WEST LAFAYETTE, Ind. Researchers at Purdue University have tapped an inexpensive wet-chemistry method to deposit nanoscale patterns of gold, platinum or palladium directly on top of semiconductor chips. While limited at present to gallium arsenide and germanium substrates, the work could enable a low-cost alternative to current metal deposition methods in chip manufacturing. It may also hold promise for the development of single-chip biohazard sensors to combat terrorism.
The technique takes low-purity metal-salt compounds and chemically extracts their pure metal by bonding it to a patterned chip's surface. The gold nanoparticles could also be functionalized with organic molecules for sensing biological agents, said professor Jillian M. Buriak. "Our discovery of a rapid, cost-effective method for forming tiny particles of high-purity metals on the surface of semiconductors should have economic benefits for chip makers," she said. "In addition, we think our nanoparticles can be useful in sensors."

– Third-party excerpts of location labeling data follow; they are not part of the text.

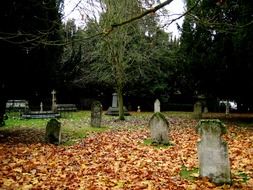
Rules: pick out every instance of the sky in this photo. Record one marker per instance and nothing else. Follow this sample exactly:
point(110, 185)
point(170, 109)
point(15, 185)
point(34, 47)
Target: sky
point(176, 7)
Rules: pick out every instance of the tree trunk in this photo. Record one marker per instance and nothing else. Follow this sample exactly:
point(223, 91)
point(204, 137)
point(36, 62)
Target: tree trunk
point(120, 104)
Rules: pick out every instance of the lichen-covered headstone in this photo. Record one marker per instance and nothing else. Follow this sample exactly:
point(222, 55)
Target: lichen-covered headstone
point(96, 114)
point(53, 131)
point(157, 106)
point(213, 152)
point(159, 128)
point(197, 110)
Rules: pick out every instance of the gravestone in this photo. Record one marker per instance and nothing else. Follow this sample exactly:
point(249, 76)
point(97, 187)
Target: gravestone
point(159, 128)
point(157, 106)
point(213, 152)
point(197, 110)
point(54, 106)
point(114, 110)
point(41, 107)
point(96, 114)
point(114, 100)
point(53, 131)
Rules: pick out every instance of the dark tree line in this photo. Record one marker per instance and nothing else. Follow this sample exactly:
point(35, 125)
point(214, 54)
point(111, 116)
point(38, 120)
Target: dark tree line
point(29, 57)
point(213, 57)
point(216, 49)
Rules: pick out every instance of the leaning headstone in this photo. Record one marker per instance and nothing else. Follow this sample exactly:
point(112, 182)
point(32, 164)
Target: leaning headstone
point(96, 114)
point(41, 107)
point(197, 110)
point(114, 100)
point(157, 106)
point(213, 152)
point(53, 131)
point(159, 128)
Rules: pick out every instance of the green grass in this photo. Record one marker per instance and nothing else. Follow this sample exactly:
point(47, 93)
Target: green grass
point(75, 126)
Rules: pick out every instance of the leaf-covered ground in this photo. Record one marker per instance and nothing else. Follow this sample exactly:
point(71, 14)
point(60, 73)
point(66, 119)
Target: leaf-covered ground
point(119, 159)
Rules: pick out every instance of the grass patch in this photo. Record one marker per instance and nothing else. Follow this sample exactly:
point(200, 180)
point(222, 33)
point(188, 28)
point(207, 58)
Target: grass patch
point(75, 127)
point(189, 174)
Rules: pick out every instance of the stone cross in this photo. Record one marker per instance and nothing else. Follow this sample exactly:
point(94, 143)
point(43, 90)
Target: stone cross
point(114, 100)
point(41, 107)
point(157, 106)
point(213, 152)
point(96, 114)
point(159, 128)
point(54, 108)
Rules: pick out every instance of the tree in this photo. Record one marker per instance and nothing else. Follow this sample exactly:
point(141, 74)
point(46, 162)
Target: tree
point(211, 47)
point(29, 31)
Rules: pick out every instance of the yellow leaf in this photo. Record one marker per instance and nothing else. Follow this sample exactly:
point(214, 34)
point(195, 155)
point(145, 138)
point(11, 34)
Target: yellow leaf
point(191, 187)
point(8, 182)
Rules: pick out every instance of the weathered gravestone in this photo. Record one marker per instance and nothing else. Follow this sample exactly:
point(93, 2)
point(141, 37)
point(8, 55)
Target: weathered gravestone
point(96, 114)
point(114, 109)
point(197, 110)
point(53, 131)
point(213, 152)
point(159, 128)
point(157, 106)
point(54, 108)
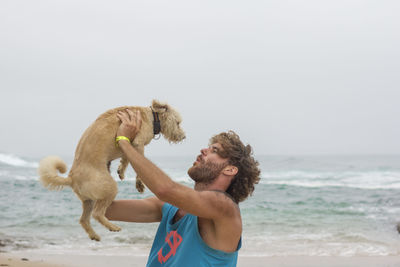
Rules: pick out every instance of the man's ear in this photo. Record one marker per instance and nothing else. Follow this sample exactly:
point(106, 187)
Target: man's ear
point(230, 170)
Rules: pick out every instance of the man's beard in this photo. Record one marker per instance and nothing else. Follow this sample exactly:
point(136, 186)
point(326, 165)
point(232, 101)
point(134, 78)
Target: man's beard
point(206, 172)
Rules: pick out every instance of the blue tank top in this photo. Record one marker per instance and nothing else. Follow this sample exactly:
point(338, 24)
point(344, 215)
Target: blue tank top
point(180, 244)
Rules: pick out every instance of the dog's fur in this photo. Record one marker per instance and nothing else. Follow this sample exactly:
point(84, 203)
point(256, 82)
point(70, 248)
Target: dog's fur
point(90, 176)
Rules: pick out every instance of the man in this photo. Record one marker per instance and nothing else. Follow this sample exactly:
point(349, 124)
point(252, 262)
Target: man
point(200, 226)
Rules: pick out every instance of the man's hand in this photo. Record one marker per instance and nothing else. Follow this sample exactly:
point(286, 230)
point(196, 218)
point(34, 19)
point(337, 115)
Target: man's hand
point(130, 123)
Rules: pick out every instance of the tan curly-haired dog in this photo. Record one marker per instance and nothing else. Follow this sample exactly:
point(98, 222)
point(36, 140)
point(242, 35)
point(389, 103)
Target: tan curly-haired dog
point(90, 176)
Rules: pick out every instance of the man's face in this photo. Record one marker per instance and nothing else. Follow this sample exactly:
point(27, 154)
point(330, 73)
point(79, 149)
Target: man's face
point(208, 165)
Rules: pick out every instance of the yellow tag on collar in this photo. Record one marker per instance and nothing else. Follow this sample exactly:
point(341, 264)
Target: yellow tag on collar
point(118, 138)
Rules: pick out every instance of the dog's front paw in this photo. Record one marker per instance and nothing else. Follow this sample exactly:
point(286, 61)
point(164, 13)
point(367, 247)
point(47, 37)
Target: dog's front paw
point(114, 228)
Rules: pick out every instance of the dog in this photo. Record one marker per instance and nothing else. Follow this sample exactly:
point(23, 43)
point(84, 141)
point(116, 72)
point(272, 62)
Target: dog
point(90, 176)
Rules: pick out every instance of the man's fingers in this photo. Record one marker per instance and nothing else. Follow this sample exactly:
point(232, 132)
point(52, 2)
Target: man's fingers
point(123, 116)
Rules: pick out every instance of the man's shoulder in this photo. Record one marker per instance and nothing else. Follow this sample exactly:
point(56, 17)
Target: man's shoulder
point(225, 202)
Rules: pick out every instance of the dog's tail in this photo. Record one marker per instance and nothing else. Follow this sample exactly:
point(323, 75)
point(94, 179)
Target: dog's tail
point(48, 172)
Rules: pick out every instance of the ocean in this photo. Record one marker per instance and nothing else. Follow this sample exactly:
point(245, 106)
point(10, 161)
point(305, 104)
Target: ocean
point(303, 206)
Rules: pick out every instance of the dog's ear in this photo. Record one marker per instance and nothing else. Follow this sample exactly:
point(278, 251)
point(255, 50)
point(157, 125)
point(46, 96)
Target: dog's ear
point(158, 106)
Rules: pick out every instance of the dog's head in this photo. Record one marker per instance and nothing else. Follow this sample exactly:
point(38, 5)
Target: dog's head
point(170, 121)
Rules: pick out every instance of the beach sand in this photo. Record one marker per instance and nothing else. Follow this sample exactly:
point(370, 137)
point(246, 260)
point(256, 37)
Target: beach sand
point(73, 260)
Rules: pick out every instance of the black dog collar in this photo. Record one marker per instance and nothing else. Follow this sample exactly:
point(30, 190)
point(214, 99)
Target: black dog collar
point(156, 123)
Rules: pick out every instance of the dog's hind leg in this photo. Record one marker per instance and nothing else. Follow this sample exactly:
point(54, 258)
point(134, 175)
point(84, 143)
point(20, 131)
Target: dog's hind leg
point(139, 183)
point(87, 206)
point(122, 167)
point(99, 212)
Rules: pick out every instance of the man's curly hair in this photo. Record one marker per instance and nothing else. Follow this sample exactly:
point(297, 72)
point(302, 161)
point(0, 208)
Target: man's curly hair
point(240, 156)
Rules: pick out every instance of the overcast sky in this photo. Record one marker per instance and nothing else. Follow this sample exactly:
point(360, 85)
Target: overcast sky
point(290, 77)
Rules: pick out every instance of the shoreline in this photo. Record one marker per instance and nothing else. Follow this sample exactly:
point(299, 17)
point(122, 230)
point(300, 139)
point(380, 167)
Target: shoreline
point(39, 259)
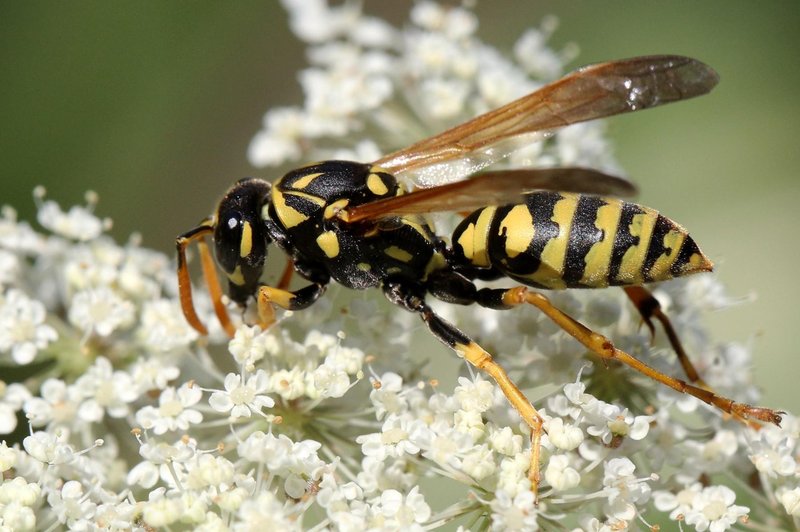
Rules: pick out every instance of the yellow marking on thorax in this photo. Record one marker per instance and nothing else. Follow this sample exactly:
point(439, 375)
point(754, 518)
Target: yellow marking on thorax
point(598, 259)
point(630, 267)
point(236, 277)
point(436, 262)
point(328, 242)
point(290, 216)
point(519, 230)
point(246, 242)
point(376, 185)
point(551, 268)
point(304, 181)
point(660, 270)
point(398, 253)
point(335, 208)
point(473, 239)
point(419, 224)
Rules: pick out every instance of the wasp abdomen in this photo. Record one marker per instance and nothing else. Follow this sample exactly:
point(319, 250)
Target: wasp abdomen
point(560, 240)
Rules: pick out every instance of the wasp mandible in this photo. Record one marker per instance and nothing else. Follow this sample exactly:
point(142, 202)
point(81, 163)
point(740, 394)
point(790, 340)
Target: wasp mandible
point(554, 228)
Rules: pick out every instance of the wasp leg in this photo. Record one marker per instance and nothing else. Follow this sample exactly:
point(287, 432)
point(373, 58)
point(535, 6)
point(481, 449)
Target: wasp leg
point(287, 299)
point(209, 274)
point(602, 346)
point(465, 347)
point(286, 276)
point(649, 307)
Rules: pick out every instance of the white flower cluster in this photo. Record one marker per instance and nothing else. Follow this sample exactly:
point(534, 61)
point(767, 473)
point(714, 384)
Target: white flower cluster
point(135, 422)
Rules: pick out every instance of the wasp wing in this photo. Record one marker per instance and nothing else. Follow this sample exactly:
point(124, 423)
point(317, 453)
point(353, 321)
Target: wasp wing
point(490, 188)
point(595, 91)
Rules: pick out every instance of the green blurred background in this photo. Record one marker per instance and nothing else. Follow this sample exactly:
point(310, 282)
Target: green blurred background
point(152, 105)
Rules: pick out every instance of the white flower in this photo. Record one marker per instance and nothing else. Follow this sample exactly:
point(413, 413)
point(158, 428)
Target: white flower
point(402, 511)
point(8, 457)
point(476, 394)
point(49, 448)
point(242, 397)
point(100, 311)
point(563, 435)
point(105, 390)
point(70, 505)
point(394, 438)
point(514, 513)
point(23, 331)
point(330, 381)
point(173, 412)
point(386, 396)
point(264, 512)
point(623, 490)
point(57, 403)
point(790, 499)
point(12, 398)
point(78, 223)
point(560, 474)
point(337, 453)
point(249, 345)
point(18, 490)
point(713, 509)
point(163, 327)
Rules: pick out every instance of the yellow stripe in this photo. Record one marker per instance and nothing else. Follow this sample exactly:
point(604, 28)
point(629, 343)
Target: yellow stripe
point(304, 181)
point(290, 216)
point(480, 237)
point(661, 267)
point(519, 230)
point(376, 185)
point(598, 259)
point(335, 208)
point(236, 277)
point(246, 242)
point(398, 253)
point(328, 242)
point(630, 268)
point(551, 269)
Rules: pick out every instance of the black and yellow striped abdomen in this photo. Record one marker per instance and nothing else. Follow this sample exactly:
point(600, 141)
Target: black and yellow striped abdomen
point(561, 240)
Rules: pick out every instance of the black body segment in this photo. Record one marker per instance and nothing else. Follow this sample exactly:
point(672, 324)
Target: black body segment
point(240, 239)
point(304, 207)
point(352, 222)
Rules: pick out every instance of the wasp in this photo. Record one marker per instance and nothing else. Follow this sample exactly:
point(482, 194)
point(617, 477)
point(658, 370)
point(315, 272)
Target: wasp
point(553, 228)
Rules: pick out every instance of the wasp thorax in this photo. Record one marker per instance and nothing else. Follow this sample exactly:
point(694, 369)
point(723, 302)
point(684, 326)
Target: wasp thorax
point(318, 192)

Last year, Buriak demonstrated an inexpensive photolithography process that enabled nanocrystalline "porous" silicon to be stabilized for chip making without significant loss of the material's photoemissive qualities. Since then Buriak has been working with chemistry graduate student Lon Porter and others in her group to find a cost-effective method for precipitating nanoparticles of high-purity metals on the surface of advanced semiconductor materials. A bonus was that the gold surface proved to be so rough that it could easily be functionalized with organic molecules that change its response enough to sense specific biohazards.
"We have found a way to connect a computer chip to the biological world using organic molecules that help us detect biohazards such as bacteria, nerve gas or other chemical agents," said Buriak. The method could result in single-chip solutions for detecting biohazards. Chips would be patterned with a large array of nanoscale gold pads (50 nanometers square), each treated with a different organic coating and all connected to individual, 30-nm wires that would fan up to connect with the microcontroller portion of the chip.
Gold is chosen to connect chips to their packages because it does not corrode in air as copper and silver do. Most of the gold in the world is dissolved in the oceans as metal ions. But an industrial by-product metal salt called tetrachloraurate is packed with wasted gold ions. Buriak's group has come up with an approach that mines that gold in a simple "dip, rinse and dry" method.
"Our method only works for gallium arsenide and germanium chips, unfortunately, not silicon. The gold metal ions are triply charged. GaAs and germanium will give up three electrons to make the metal solid again," said Porter.
The sharing of electrons between the former gold ions and the substrate makes for a strong bond to the surface, according to Porter. The molecule-by-molecule nature of this de-ionizing process also ensures that the gold deposited on the substrate is in tiny nanoparticles that form an exceedingly rough porous surface.
"The reaction sustains itself; you don't need any special training or equipment,"said Porter. "It's a real money saver from both a manpower and a technical perspective, and the rough surface gives us a lot of nooks and crannies in which to secure organic molecules that react in the presence of other chemicals."
In the Purdue process, nanoparticles form gradually on a surface of bare germanium (top) after the semiconductor is dipped into a solution of metal salt.
The group has experimented extensively with using traditional photolithographic techniques to pattern the surface of its GaAs and germanium wafers before exposure to tetrachloraurate. The group also explored advanced techniques beyond photolithography, including microcontact printing and dipped nanolithography patterning.
Currently the group is "downsizing" its chip-patterning techniques to direct writing by atomic-force microscope (AFM).
"With the AFM we can write impossibly small circuitry much smaller than anything you will ever get with lithography. The smallest feature we can make this way is by dipping the tip into tetrachloraurate and just touching it to the chip," said Porter.
The tetrachloraurate is deposited wherever gold is desired, and the gold ions are attracted to the GaAs or germanium. Then a washing step removes all the other compounds in the tetrachloraurate, leaving only the gold bonded to the surface.